For dessert, I chose the rice pudding (which also happened to be vegan). On a large plate, the pastry department placed two scoops of the pudding, a cylinder of fuyu persimmon sorbet, some slices of fuyu persimmon, a few dabs of date puree, and a few translucent jellies. It was a stunning presentation, a far cry from much of the Bay Area’s dessert offerings of a one-dimensional creme brulee or fruit crisp. And it was delicious: the rich pudding screamed ‘coconut’, the persimmon sorbet was subtle and lightly acidic, the date puree a new way to experience that fruit. The jellies were beautiful, but I found them to be somewhat flavorless (they were intended to be rum-flavored).
Also on the menu that night was fregola (pearl-shaped pasta) with quenelles of sweet onion and leek ash; local grits smoked with hickory, fried brussels sprouts, kohlrabi and lemon, and apple bbq sauce; and a pizza topped with house-made sauerkraut, vegetarian boudin noir sausage and an egg (the S.F. Chronicle printed Jeremy Fox’s recipe for vegetarian boudin noir sausage, but since I didn’t have it at the restaurant I don’t know if it is the same).
Not everything at Ubuntu is perfect, of course. Service on my first visit was substandard. The polenta with sofrito in September was somewhat pedestrian. The crepes in a dessert on my first visit were cool and rubbery (but accompanied by a divine bay laurel ice cream).

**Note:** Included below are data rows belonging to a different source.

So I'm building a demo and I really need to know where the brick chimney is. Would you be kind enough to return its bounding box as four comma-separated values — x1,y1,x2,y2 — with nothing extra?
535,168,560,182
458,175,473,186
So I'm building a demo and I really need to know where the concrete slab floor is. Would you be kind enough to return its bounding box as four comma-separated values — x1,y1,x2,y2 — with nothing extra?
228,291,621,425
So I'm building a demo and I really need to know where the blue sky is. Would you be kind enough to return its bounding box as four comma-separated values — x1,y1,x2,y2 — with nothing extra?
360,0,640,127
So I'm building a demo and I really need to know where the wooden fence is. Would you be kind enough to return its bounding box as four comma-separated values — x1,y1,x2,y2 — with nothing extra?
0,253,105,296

I hope that Ubuntu has a long run, never rests on its laurels as the “go to vegetarian restaurant” in the wine country, and inspires other chefs to be more daring with their vegetarian offerings. [Update, 3/8/17: Extremely Ron Howard voice: “It didn’t.”]
Update on Ubuntu’s Chefs
Ubuntu closed in late 2011. Opening chef Jeremy Fox bounced around for a little while and eventually settled in at Rustic Canyon in Santa Monica, California and is receiving excellent reviews. Fox has also been writing a cookbook for Phaidon called On Vegetables that hit the stores on April 17, 2017. He has received significant media coverage in April 2017 because of the release of the book and his James Beard nomination — for example, at NPR in ‘Vegetable Whisperer’ Chef Plants The Seeds Of His Own Reinvention.

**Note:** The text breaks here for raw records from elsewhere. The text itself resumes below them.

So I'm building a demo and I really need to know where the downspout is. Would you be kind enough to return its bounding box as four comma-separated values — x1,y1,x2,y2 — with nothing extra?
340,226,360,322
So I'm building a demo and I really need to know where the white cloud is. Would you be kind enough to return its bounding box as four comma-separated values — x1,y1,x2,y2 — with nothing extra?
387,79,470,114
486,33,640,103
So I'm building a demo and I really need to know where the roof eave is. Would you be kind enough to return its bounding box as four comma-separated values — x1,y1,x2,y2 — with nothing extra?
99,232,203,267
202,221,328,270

Ubuntu’s second chef, Aaron London, opened AL’s Place in San Francisco’s Mission District and has received positive reviews and press, including a spot on Bon Appétit’s top 10 best new U.S. restaurants for 2014-2015 and a spot on the San Francisco Chronicle’s Top 100 List in 2016.
1 comment
Marc – just wanted to thank you for recommending this restaurant. My sister and her fiance were in Napa a couple weeks ago so I told them about Ubuntu, and they absolutely loved it. Now I just need to find some time to go check it out!